Revenue per Employee
Revenue per employee measures the amount of sales generated by one employee. This is a measure of performance of human resources of a company. It is an indicator of productivity of company’s personnel. It also indicates how efficiently a company is utilizing its human resources.
Generally speaking higher the revenue per employee figure is, the better it is. But revenue per employee will vary in different industries according to intensity of labor. Revenue per employee is less in the industries which are labor-intensive. On the other hand this metric is higher in the high tech, low labor-intensive companies.
Revenue per employee is an absolute figure in terms of a currency; therefore, it may appear to be less useful in analytical sense. For analytical purposes this figure should be compared with the historical data to see any improvement or deterioration. It should also be compared with the other similar companies operating in the same industry. This comparison over time and across industry will give usefully insights into the productivity of personnel.

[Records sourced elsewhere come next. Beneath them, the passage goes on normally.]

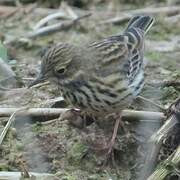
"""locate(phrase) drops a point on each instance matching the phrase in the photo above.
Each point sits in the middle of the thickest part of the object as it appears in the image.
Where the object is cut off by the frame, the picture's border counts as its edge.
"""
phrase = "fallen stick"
(17, 175)
(168, 167)
(126, 114)
(126, 15)
(8, 124)
(156, 139)
(50, 17)
(174, 83)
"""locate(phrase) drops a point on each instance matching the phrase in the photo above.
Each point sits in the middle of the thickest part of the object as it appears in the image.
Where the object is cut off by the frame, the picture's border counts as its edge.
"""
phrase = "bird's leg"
(116, 126)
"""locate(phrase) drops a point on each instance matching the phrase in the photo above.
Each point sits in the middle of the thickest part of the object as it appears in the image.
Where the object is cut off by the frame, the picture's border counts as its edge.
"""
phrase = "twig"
(55, 27)
(151, 102)
(50, 17)
(168, 167)
(17, 175)
(129, 115)
(174, 83)
(157, 138)
(126, 15)
(5, 70)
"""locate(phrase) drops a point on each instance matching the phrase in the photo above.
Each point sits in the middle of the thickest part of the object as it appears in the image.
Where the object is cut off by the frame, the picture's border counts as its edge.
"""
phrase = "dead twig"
(173, 83)
(17, 175)
(128, 115)
(50, 17)
(126, 15)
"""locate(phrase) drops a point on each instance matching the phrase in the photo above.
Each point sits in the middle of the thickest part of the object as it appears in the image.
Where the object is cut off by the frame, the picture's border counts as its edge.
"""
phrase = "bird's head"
(57, 64)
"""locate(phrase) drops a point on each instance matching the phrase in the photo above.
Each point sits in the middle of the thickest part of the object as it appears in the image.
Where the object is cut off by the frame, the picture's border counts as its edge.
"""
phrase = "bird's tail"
(143, 23)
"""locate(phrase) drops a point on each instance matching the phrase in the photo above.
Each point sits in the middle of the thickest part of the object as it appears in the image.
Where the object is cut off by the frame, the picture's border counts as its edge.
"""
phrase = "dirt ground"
(58, 147)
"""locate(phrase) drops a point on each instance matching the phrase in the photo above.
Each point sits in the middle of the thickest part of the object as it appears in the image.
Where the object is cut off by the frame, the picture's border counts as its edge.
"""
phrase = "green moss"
(76, 153)
(36, 127)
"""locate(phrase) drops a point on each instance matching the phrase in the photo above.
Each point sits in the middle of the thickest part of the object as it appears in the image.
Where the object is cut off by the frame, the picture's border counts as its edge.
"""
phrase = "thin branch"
(156, 139)
(126, 15)
(168, 167)
(50, 17)
(17, 175)
(128, 115)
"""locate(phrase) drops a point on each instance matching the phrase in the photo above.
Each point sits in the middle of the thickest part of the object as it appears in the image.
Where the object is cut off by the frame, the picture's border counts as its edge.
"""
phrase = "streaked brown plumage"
(102, 77)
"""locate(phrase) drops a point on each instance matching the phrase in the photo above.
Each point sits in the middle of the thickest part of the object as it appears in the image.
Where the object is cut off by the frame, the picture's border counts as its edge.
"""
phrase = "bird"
(100, 77)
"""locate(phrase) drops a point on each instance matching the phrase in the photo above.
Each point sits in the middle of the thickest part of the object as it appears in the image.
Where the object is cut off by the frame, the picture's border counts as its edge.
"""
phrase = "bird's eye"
(60, 71)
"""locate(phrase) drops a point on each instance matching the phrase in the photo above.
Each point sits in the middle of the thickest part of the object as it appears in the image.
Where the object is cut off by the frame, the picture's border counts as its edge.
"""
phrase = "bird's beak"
(38, 80)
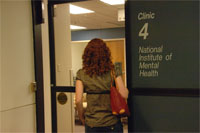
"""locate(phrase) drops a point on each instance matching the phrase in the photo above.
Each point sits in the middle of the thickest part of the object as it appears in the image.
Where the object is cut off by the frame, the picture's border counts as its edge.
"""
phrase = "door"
(63, 64)
(18, 108)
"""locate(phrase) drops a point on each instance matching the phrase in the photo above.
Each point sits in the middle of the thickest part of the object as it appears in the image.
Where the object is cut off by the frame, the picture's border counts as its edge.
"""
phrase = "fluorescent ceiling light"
(113, 2)
(75, 27)
(78, 10)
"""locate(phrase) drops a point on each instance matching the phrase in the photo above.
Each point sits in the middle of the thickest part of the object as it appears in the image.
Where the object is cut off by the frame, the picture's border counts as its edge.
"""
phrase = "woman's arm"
(121, 87)
(79, 100)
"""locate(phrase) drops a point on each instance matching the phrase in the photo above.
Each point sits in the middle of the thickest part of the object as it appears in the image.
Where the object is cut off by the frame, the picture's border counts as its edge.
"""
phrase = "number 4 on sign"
(143, 32)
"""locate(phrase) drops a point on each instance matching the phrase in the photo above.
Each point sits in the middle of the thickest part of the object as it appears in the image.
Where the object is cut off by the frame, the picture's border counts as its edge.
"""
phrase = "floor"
(81, 129)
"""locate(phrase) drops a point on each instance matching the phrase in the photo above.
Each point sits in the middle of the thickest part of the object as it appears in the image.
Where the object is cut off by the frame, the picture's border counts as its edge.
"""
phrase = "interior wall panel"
(17, 54)
(46, 70)
(0, 67)
(20, 119)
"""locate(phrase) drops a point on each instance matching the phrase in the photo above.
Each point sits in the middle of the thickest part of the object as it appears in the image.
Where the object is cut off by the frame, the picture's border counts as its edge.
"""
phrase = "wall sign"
(164, 39)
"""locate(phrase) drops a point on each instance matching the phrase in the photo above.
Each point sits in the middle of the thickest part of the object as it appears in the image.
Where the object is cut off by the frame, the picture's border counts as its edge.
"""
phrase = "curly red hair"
(97, 58)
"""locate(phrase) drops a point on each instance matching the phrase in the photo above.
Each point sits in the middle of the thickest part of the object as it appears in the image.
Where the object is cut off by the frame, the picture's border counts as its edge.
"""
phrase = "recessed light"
(78, 10)
(113, 2)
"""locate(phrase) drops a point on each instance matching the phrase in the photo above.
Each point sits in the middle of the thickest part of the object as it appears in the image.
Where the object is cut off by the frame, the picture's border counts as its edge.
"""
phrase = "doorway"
(62, 43)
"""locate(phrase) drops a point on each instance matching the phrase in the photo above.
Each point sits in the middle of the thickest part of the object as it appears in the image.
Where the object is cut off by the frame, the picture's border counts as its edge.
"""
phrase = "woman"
(95, 79)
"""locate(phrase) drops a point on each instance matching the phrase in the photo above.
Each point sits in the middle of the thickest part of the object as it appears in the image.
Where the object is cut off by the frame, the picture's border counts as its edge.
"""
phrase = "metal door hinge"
(33, 86)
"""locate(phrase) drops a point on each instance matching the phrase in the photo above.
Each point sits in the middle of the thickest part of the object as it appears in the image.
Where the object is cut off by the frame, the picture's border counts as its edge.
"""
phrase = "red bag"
(118, 103)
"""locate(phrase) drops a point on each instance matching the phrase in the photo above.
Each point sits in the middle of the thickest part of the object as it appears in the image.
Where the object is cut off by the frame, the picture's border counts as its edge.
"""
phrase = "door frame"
(38, 61)
(54, 88)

Revenue per employee is also influenced by the age of a company. Young companies usually have small revenues and they are usually in the process of hiring employees to fill key positions. Therefore their revenue per employee is lower than the established companies.
The formula for calculation of revenue per employee is given below
Revenue per Employee = Sales Revenue / Number of Employees
Usually the number of employees keeps on changing over the period. Therefore, it is preferable to use average number of employees during the period. The figure for sales revenue can be found in the income statement.
Sometimes earning per employee is also calculated by using net income, instead of sales revenue, in the above formula. This is also a useful measure of productivity of employees.